Some answers might include, "they could agree that if they said their hat color in a soft voice, it means the hat in front of them is the same color, and if they say it in a loud voice, it means the hat in front is a different color". this is definitely good and on the correct track. another option is they could say "reeeeeeeeeeed" for x number of seconds, where x represented the distribution of hats where a hat was a bit in a binary number, (red = 1, blue = 0). another interesting answer. There are many others like these that "bend" the rules a bit and come to a solution.

But the real solution acknowledges that the gnomes can only say "red" or "blue" and cannot alter their voice in such a convincing way as to signal any information other than the word they said. The wizard gets to hear their plan before he puts the hats on, and so will try to thwart the plan however he can.

So if they decide to all say "red", he'll put blue hats on all of them. If they decide to all say the color of the hat in front of them, he'll alternate the hats on every head, guaranteeing half will die. But even with the wizard hearing their plan, there is still a way to save almost everyone.

We know that the first person is never going to have any information about the color of their hat, so they cannot be guaranteed to escape. But, i'll give you a hint to the solution: I can save every other person for sure.

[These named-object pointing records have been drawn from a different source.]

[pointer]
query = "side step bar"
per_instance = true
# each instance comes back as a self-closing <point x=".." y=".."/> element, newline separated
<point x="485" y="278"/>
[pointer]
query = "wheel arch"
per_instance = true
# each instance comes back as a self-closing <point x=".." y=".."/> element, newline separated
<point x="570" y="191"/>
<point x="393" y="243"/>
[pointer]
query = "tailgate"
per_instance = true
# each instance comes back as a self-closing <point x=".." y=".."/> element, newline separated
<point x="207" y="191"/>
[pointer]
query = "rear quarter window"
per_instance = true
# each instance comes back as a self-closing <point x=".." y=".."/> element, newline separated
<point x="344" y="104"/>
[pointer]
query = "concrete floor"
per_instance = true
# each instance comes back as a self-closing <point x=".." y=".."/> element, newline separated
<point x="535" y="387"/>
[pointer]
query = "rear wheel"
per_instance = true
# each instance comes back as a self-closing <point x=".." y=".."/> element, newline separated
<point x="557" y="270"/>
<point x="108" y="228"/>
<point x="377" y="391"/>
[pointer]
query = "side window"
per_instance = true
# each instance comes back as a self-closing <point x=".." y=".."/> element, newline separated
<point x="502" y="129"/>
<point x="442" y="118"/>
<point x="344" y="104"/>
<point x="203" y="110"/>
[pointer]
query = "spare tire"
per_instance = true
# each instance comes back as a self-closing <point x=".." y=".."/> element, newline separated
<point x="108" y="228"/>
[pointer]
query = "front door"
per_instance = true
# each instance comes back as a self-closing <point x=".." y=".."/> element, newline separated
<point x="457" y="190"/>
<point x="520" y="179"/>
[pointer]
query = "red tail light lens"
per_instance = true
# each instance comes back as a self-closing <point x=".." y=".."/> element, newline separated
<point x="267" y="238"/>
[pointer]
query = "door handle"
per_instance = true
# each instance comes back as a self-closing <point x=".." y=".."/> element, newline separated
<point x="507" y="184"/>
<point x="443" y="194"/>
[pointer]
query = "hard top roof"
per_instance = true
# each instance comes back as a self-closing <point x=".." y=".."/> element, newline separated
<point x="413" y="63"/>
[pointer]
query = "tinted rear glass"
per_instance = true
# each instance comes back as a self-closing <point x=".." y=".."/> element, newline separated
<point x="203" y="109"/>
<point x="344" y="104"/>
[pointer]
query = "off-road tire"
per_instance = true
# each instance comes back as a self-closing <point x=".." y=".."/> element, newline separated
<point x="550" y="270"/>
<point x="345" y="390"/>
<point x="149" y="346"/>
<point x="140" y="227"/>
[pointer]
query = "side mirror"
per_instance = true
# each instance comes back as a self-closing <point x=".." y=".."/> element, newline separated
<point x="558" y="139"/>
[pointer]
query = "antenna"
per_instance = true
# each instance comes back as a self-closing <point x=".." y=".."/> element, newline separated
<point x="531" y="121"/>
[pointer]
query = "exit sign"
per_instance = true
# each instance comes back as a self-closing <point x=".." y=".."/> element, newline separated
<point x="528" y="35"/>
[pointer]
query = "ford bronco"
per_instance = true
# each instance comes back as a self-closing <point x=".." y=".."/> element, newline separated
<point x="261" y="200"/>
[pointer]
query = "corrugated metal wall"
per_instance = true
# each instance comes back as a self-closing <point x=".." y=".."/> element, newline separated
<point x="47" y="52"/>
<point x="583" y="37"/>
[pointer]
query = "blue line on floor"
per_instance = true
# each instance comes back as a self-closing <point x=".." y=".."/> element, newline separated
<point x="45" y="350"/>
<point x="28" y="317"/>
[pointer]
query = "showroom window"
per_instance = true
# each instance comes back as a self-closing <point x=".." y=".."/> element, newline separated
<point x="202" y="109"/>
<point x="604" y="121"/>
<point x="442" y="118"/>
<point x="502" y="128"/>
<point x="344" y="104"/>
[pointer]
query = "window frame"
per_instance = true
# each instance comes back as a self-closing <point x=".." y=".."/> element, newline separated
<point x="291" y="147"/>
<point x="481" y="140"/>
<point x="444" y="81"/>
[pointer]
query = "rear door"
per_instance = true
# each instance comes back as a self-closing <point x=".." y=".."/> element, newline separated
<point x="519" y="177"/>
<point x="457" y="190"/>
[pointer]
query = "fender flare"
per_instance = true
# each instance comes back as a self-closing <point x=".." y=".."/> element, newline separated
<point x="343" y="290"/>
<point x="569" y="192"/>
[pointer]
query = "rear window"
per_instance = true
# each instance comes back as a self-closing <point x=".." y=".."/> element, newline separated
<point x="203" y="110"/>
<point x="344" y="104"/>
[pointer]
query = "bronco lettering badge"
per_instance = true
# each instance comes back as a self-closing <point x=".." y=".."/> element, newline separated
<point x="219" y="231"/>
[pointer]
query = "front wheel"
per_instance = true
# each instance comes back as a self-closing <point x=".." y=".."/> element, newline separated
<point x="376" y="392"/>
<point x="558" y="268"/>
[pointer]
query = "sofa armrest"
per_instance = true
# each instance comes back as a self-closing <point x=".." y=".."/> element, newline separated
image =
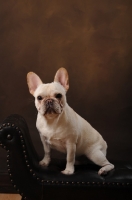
<point x="34" y="182"/>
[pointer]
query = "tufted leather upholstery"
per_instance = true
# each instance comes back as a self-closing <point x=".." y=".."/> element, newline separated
<point x="34" y="182"/>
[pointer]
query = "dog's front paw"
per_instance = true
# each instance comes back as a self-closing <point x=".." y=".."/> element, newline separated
<point x="67" y="172"/>
<point x="44" y="162"/>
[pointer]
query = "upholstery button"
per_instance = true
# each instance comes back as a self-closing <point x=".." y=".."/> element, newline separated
<point x="9" y="137"/>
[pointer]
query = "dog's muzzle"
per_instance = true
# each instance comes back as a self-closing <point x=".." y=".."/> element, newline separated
<point x="52" y="106"/>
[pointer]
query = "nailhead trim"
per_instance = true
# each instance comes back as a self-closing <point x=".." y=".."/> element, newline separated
<point x="40" y="180"/>
<point x="9" y="137"/>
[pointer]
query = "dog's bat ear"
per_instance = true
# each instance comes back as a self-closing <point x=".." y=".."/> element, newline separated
<point x="61" y="76"/>
<point x="33" y="82"/>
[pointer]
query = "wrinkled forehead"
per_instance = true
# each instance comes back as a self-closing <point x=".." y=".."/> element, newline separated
<point x="49" y="89"/>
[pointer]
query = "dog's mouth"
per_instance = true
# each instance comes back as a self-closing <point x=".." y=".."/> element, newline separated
<point x="50" y="111"/>
<point x="52" y="107"/>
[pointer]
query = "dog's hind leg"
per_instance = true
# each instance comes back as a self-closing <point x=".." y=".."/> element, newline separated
<point x="98" y="157"/>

The gnomes agree that if the number of red hats that the back gnome can see is even, that gnome will say "red". If they add up to an odd number, they will say "blue". This way number 99 can look ahead and count the red hats. If they add up to an even number and number 100 said "red", then 99 must be wearing a blue hat. If they add up to an even number and number 100 said "blue", signalling an odd number of red hats, number 99 must also be wearing a red hat. Number 98 knows that 99 said the correct hat, and so uses that information along with the 97 hats in front to figure out what color hat is on 98's head.

Sample:

100  99  98  97  96  95  94 ... facing ->
 R    B   B   R   B   R   B ... -> 45 R and 48 B

this shows #100 wearing a red hat, 99 a blue, 98 a blue, 97 a red, 96 a blue, 95 a red, 94 a blue and 45 red hats - 48 blue hats on the gnomes in front of them.

100 counts up the red hats: 47 total. so 100 says "blue". The wizard enslaves 100. 99 counts up the red hats in front: 47. 100 said blue, so 100 saw an odd number. 99 sees an odd number, so 99 says "blue" and lives. 98 had counted 47 red hats, and 99 didn't say "red" so thats still the total. 98 says "blue". 97 counts up and finds 46 red hats. 99 and 98 didn't say "red", so his count is missing a red hat (its on his head, he realizes). He says "red". 96 heard the "red" and now knows that there are an even number of "red" hats in front of 95. 96 sees 46, so he knows he has a "blue" hat. etc...

Even if the wizard knows the plan, he can't thwart it. He hears the plan, but he still has to put the hats on their heads. The plan doesn't rely on any ordering of the hats, so the worst the wizard can do is to make sure #100 gets enslaved and thats the worst damage he can do.